T. R. Kartzinel, et al., DNA metabarcoding illuminates dietary niche partitioning by African large herbivores. Proc. Natl. Acad. Sci. U. S. A. 112, 8019–8024 (2015).

G. I. H. Kerley, et al., Diet shifts by adult flightless dung beetles Circellium bacchus, revealed using DNA metabarcoding, reflect complex life histories. Oecologia 188, 107–115 (2018).

J. Pansu, et al., Trophic ecology of large herbivores in a reassembling African ecosystem. J. Ecol. 107, 1355–1376 (2019).
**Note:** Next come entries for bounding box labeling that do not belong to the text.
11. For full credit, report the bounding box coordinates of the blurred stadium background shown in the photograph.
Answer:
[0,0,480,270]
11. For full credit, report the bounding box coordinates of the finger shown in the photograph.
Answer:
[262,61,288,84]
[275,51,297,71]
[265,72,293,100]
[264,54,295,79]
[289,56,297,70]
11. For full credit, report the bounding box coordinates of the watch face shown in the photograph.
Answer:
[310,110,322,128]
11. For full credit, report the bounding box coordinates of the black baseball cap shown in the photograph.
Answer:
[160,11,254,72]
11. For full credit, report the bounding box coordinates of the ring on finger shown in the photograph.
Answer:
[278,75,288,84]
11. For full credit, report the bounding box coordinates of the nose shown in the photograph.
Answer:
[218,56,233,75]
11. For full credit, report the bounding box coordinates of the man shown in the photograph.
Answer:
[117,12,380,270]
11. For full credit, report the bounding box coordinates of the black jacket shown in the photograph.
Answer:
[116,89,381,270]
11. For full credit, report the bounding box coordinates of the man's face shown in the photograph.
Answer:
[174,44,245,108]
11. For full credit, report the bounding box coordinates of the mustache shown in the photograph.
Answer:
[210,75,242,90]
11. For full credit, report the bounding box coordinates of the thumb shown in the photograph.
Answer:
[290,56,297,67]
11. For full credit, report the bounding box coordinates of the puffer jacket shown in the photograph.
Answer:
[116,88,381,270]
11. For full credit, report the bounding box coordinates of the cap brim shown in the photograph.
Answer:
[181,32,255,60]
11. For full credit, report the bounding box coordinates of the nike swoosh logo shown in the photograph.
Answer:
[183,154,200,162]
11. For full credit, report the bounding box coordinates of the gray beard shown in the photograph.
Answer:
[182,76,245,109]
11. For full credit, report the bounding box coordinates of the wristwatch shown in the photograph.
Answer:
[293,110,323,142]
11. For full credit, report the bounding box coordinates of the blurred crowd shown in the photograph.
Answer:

J. Pansu, et al., Generality of cryptic dietary niche differentiation in diverse large-herbivore assemblages. Proc. Natl. Acad. Sci. U. S. A. doi: 10.1073/pnas.2204400119 (2022).

P. Taberlet, et al., Soil sampling and isolation of extracellular DNA from large amount of starting material suitable for metabarcoding studies. Mol. Ecol. 21, 1816–1820 (2012).

P. Taberlet, A. Bonin, L. Zinger, E. Coissac, Environmental DNA for Biodiversity Research and Monitoring (Oxford University Press, 2018).